PESCARA. «Febbre d'Abruzzo». Così titola il settimanale L'Espresso in un servizio a firma di Federica Brunini che indica l'Abruzzo come regione outsider, meta di turisti che giudicano la Toscana troppo cara, al pari di Marche e Puglia, e così puntano su luoghi nuovi ed emergenti. Il servizio racconta dei paesi d'Abruzzo, dei luoghi suggestivi, delle ristrutturazioni di piccoli centri come Santo Stefano di Sessanio, ed anche della «Caccia al Casale», che affascina i nuovi investitori, in primo luogo gli inglesi. A commentare la notizie dell'Espresso è l'assessore al turismo Enrico Paolini.
«Questa considerazione è obbiettivamente molto importante. E', indubbiamente, il segno di una evoluzione strutturale dell'Abruzzo», sottolinea Paolini, «c'è anche il paragone tra le regioni storiche e quelle emergenti e per l'Abruzzo essere capofila delle emergenti vuol dire che le cose da alcuni anni sono cambiate radicalmente».
Ma l'Abruzzo se richiama turisti e investitori ed ha una presenza mediatica nuova e positiva, ha trascorso una estate da dimenticare. Anzi, come sottolinea Paolini, i problemi sono iniziati questo inverno con la mancanza di neve.

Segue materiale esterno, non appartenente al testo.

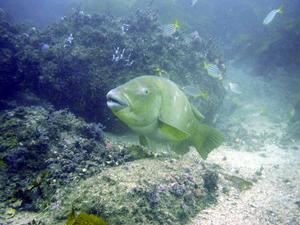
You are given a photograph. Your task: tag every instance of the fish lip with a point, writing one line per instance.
(115, 101)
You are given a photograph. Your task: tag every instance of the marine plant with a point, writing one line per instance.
(84, 219)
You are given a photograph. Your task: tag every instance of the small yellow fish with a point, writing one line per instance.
(159, 72)
(172, 28)
(213, 70)
(10, 213)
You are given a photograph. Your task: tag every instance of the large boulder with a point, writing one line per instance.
(146, 191)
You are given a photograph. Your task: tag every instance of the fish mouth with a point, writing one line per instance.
(115, 102)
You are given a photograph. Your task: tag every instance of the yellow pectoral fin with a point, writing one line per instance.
(205, 139)
(197, 114)
(172, 132)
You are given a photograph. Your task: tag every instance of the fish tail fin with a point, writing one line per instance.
(205, 139)
(177, 25)
(281, 9)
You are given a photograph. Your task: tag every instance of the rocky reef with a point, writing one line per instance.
(76, 61)
(51, 159)
(134, 194)
(42, 150)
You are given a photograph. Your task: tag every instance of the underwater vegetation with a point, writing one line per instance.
(156, 109)
(74, 62)
(133, 194)
(84, 218)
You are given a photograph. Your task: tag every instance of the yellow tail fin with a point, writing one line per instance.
(205, 139)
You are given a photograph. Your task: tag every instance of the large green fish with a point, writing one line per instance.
(156, 109)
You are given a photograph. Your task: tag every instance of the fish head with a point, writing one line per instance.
(137, 103)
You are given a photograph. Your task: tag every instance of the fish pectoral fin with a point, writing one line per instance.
(205, 139)
(197, 114)
(172, 132)
(143, 141)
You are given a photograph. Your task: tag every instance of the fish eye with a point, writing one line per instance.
(145, 91)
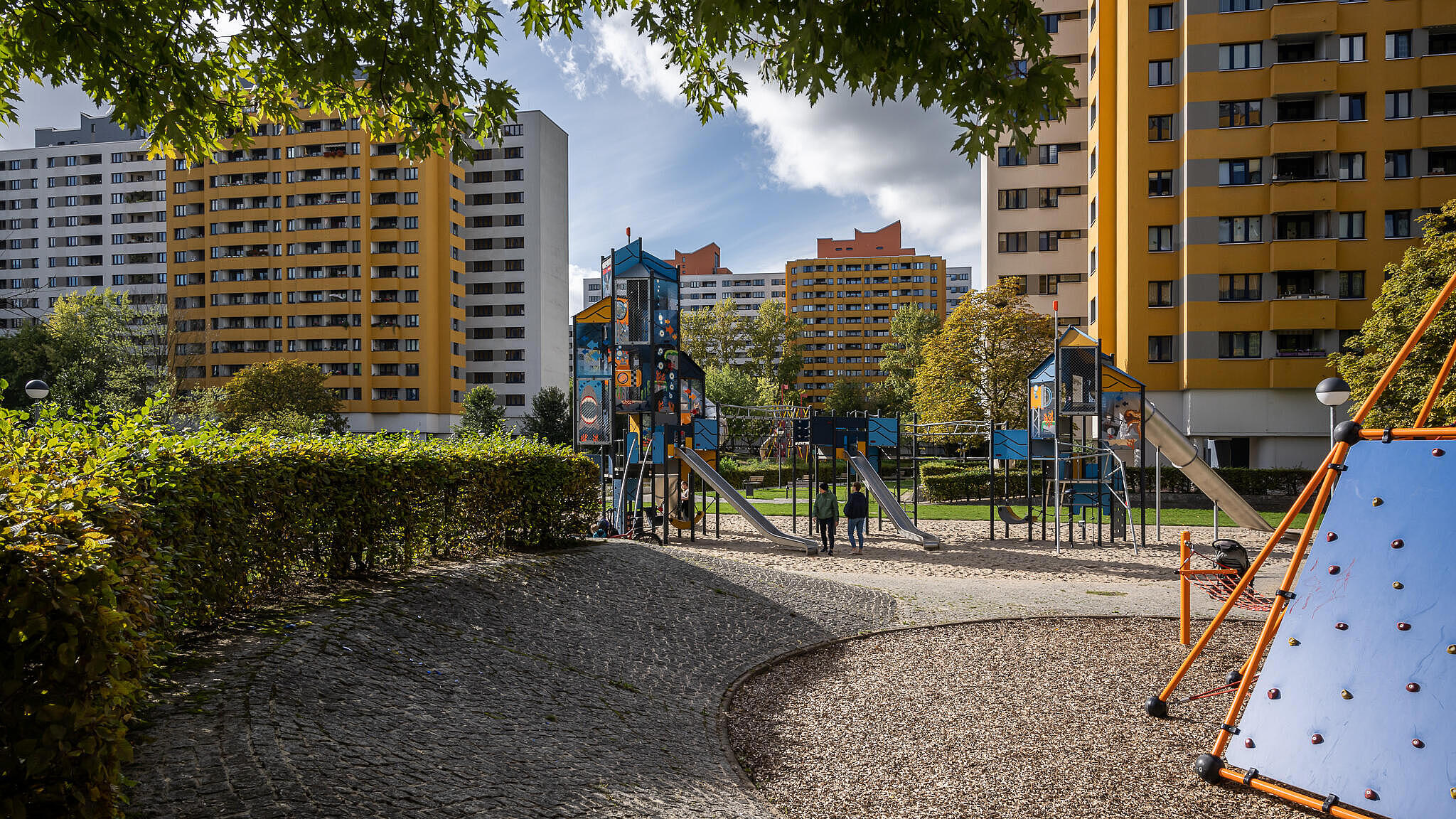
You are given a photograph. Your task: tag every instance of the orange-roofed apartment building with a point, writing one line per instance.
(847, 295)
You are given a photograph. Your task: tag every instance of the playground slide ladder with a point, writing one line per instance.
(890, 503)
(740, 503)
(1183, 455)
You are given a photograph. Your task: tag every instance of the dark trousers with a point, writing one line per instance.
(828, 534)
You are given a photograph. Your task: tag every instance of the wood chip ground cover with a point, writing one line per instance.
(1037, 719)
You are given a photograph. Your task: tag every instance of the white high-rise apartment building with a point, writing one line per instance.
(83, 209)
(1036, 206)
(518, 262)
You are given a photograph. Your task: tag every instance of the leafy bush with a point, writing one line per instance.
(118, 535)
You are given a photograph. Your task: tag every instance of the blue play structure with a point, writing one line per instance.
(1354, 694)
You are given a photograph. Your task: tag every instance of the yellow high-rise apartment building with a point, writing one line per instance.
(846, 298)
(1253, 166)
(323, 245)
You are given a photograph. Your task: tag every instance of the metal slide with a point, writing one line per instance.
(740, 503)
(1183, 455)
(890, 503)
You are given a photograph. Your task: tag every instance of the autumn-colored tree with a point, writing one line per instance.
(1408, 290)
(911, 328)
(976, 368)
(284, 395)
(712, 336)
(771, 343)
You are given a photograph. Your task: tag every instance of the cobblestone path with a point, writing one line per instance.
(579, 684)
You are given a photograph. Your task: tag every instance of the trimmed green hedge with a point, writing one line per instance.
(118, 535)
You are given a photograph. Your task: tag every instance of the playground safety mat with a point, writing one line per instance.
(1356, 694)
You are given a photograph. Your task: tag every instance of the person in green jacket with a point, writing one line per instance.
(826, 510)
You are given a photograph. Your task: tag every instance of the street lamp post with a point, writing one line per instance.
(1332, 392)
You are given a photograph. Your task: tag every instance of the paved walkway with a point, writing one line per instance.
(580, 684)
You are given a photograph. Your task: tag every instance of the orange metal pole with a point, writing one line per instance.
(1436, 387)
(1184, 589)
(1271, 624)
(1248, 576)
(1406, 350)
(1292, 795)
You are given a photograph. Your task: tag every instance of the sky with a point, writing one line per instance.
(764, 181)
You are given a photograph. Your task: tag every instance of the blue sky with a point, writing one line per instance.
(762, 181)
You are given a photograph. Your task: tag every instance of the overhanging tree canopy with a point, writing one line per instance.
(194, 72)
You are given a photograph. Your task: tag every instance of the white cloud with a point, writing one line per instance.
(579, 274)
(897, 156)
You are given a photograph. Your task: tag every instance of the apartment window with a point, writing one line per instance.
(1397, 104)
(1241, 114)
(1161, 294)
(1398, 46)
(1160, 73)
(1239, 229)
(1014, 198)
(1241, 172)
(1440, 102)
(1241, 55)
(1351, 166)
(1351, 48)
(1397, 164)
(1239, 344)
(1011, 242)
(1160, 238)
(1351, 225)
(1008, 156)
(1241, 287)
(1351, 108)
(1160, 18)
(1397, 225)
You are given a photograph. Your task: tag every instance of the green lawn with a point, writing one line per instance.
(980, 512)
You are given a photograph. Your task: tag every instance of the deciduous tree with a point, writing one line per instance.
(1410, 287)
(479, 412)
(550, 417)
(193, 72)
(286, 395)
(976, 368)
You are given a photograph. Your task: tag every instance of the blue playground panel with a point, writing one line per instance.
(705, 434)
(884, 432)
(1356, 695)
(1008, 445)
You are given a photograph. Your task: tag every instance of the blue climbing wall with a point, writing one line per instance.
(1357, 695)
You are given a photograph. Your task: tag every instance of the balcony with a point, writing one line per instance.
(1315, 16)
(1307, 311)
(1302, 136)
(1439, 130)
(1302, 254)
(1315, 76)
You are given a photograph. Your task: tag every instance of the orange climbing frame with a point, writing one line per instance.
(1320, 488)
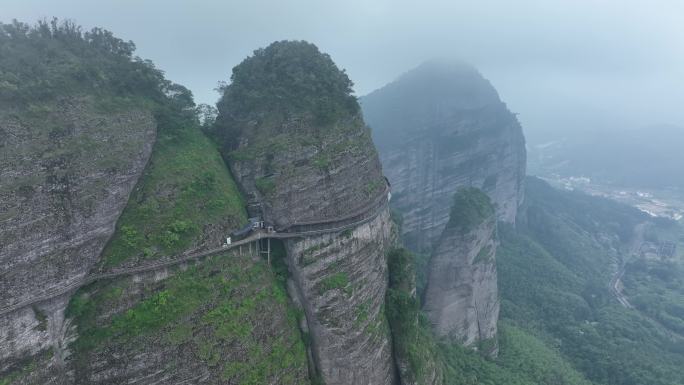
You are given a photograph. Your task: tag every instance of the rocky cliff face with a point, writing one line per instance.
(438, 128)
(441, 128)
(66, 175)
(461, 298)
(302, 154)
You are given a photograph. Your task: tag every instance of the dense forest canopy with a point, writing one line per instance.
(284, 79)
(53, 59)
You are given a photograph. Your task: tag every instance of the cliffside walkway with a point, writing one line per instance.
(296, 230)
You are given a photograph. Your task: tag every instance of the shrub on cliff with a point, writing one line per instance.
(54, 59)
(285, 79)
(470, 208)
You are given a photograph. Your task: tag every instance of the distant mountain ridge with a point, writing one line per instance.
(651, 157)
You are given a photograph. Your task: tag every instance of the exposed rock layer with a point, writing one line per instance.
(300, 168)
(438, 128)
(64, 180)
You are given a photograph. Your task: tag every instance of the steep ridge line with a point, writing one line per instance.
(340, 225)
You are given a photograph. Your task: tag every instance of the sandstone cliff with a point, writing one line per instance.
(440, 127)
(300, 151)
(461, 298)
(66, 177)
(74, 155)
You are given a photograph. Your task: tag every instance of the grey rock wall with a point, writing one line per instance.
(439, 128)
(461, 298)
(65, 176)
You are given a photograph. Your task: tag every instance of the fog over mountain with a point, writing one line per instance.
(562, 65)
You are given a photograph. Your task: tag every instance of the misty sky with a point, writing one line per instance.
(559, 64)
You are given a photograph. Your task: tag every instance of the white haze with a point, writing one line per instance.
(562, 65)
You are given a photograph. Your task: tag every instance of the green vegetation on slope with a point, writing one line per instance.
(227, 313)
(185, 193)
(289, 77)
(413, 344)
(471, 207)
(554, 279)
(523, 358)
(54, 60)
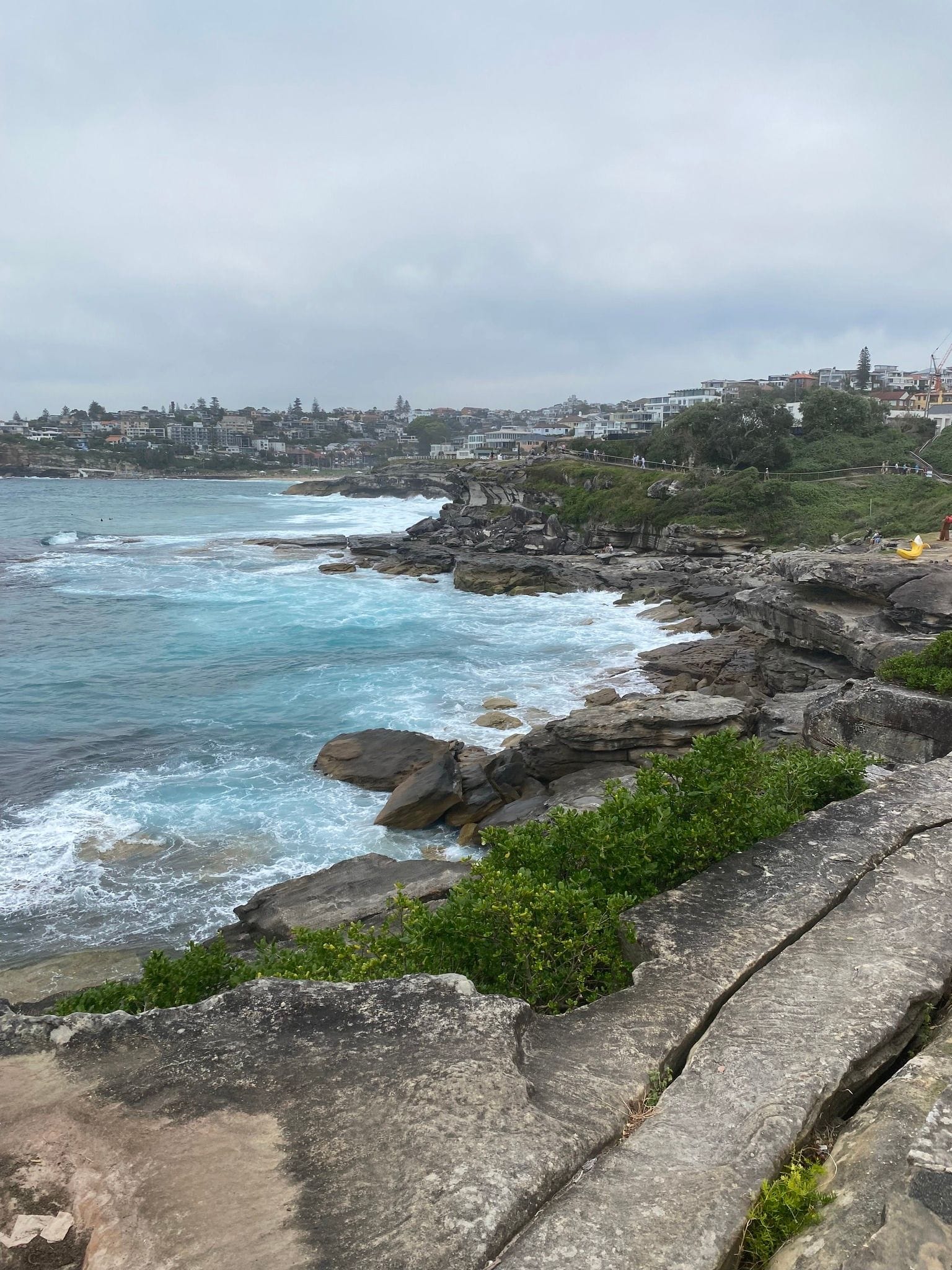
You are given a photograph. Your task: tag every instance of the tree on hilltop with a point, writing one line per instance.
(751, 433)
(428, 431)
(828, 412)
(862, 370)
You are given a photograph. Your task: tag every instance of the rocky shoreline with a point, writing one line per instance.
(414, 1124)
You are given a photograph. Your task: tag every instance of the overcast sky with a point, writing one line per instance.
(493, 202)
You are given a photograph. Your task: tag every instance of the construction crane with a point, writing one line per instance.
(937, 366)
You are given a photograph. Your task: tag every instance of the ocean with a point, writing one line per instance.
(165, 687)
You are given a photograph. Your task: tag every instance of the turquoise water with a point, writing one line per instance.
(164, 689)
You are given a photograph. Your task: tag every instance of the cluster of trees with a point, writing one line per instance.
(428, 431)
(756, 432)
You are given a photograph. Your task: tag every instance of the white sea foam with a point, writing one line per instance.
(235, 665)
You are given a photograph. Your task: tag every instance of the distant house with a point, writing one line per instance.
(941, 415)
(803, 380)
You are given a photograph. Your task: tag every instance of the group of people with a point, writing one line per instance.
(904, 469)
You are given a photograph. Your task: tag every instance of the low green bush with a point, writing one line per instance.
(930, 670)
(783, 1208)
(540, 916)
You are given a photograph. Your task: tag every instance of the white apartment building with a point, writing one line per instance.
(682, 399)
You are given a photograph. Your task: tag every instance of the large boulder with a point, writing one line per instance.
(521, 575)
(379, 758)
(351, 890)
(885, 719)
(628, 730)
(281, 1126)
(480, 797)
(858, 630)
(421, 798)
(746, 658)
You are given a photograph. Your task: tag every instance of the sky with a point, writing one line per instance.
(490, 203)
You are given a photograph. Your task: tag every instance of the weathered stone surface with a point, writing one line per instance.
(70, 972)
(602, 698)
(375, 544)
(498, 719)
(858, 630)
(521, 575)
(425, 796)
(918, 593)
(901, 724)
(868, 1162)
(508, 774)
(781, 718)
(351, 890)
(627, 730)
(508, 1114)
(379, 758)
(479, 797)
(746, 657)
(586, 790)
(803, 1038)
(311, 540)
(139, 1123)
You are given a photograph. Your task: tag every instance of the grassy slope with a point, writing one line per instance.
(783, 513)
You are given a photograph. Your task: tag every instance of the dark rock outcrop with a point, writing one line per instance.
(351, 890)
(628, 730)
(514, 575)
(743, 657)
(885, 719)
(423, 797)
(379, 758)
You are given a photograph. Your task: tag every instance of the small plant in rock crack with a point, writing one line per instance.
(783, 1208)
(656, 1083)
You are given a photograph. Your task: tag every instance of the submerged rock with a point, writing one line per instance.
(425, 796)
(351, 890)
(379, 758)
(498, 719)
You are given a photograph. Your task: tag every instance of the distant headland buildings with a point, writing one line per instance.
(315, 437)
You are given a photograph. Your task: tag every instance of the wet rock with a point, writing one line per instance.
(351, 890)
(901, 724)
(70, 972)
(516, 575)
(845, 998)
(379, 758)
(508, 774)
(628, 730)
(311, 540)
(479, 797)
(421, 798)
(498, 719)
(602, 698)
(681, 683)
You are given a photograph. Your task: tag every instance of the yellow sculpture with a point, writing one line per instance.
(914, 550)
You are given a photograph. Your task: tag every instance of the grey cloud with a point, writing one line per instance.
(499, 202)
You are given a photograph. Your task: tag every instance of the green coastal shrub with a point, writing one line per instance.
(782, 1209)
(930, 670)
(540, 916)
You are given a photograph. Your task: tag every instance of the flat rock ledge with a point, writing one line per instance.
(415, 1124)
(351, 890)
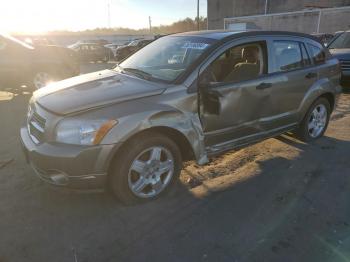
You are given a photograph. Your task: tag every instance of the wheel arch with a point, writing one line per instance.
(187, 152)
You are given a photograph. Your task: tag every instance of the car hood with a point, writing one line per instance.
(93, 90)
(341, 53)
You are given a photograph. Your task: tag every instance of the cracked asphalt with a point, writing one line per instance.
(278, 200)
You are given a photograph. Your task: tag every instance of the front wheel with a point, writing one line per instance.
(315, 122)
(145, 169)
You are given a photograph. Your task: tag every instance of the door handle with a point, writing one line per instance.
(311, 75)
(263, 86)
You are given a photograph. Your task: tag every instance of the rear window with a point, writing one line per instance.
(317, 54)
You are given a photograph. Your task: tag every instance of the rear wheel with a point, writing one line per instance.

«E' necessario richiamare l'attenzione sul fatto che il fuoco e la mancanza di acqua hanno colpito duramente la nostra regione», fa presente l'assessore regionale al turismo, «due condizioni eccezionalmente negative. Assistiamo ad un paradosso: nel momento del massimo successo mediatico abbiamo avuto delle gravi congiunture negative, come la poca neve, i roghi, e la carenza idrica. Esprimo per questo una doppia e sincera soddisfazione per il cambiamento positivo, ne rivendico il merito ai lavoratori del settore, agli imprenditori, a quello che io chiamo la squadra Abruzzo». Altra preoccupazione per Paolini che dopo due anni di crescita di presenze turistiche, l'Abruzzo ora rischia di stabilizzarsi. «Credo che ci sarà una tenuta rispetto al vantaggio che abbiamo avuto negli ultimi due anni», fa presente l'assessore, «molto positivi, invece, rimangono i dati sugli arrivi all'aeroporto degli stranieri. Un aumento che cresce e mi auguro riesca a compensare il calo». I dati certi sulle presenze saranno resi noti tra una quindicina di giorni. «Sicuramente l'alternarsi di notizie dei roghi e della carenza idrica non hanno fatto bene alle prenotazioni», osserva infine Paolini, «tra l'altro i turisti non conoscendo i nostri luoghi, è accaduto che dopo gli incendi di Capestrano una colonia di bimbi è stata richiamata indietro, ma erano ospitati a Pescasseroli, a centinaia di chilometri di distanza. Comunque per questo anno mi accontenterei di tenere le presenze avute lo scorso anno».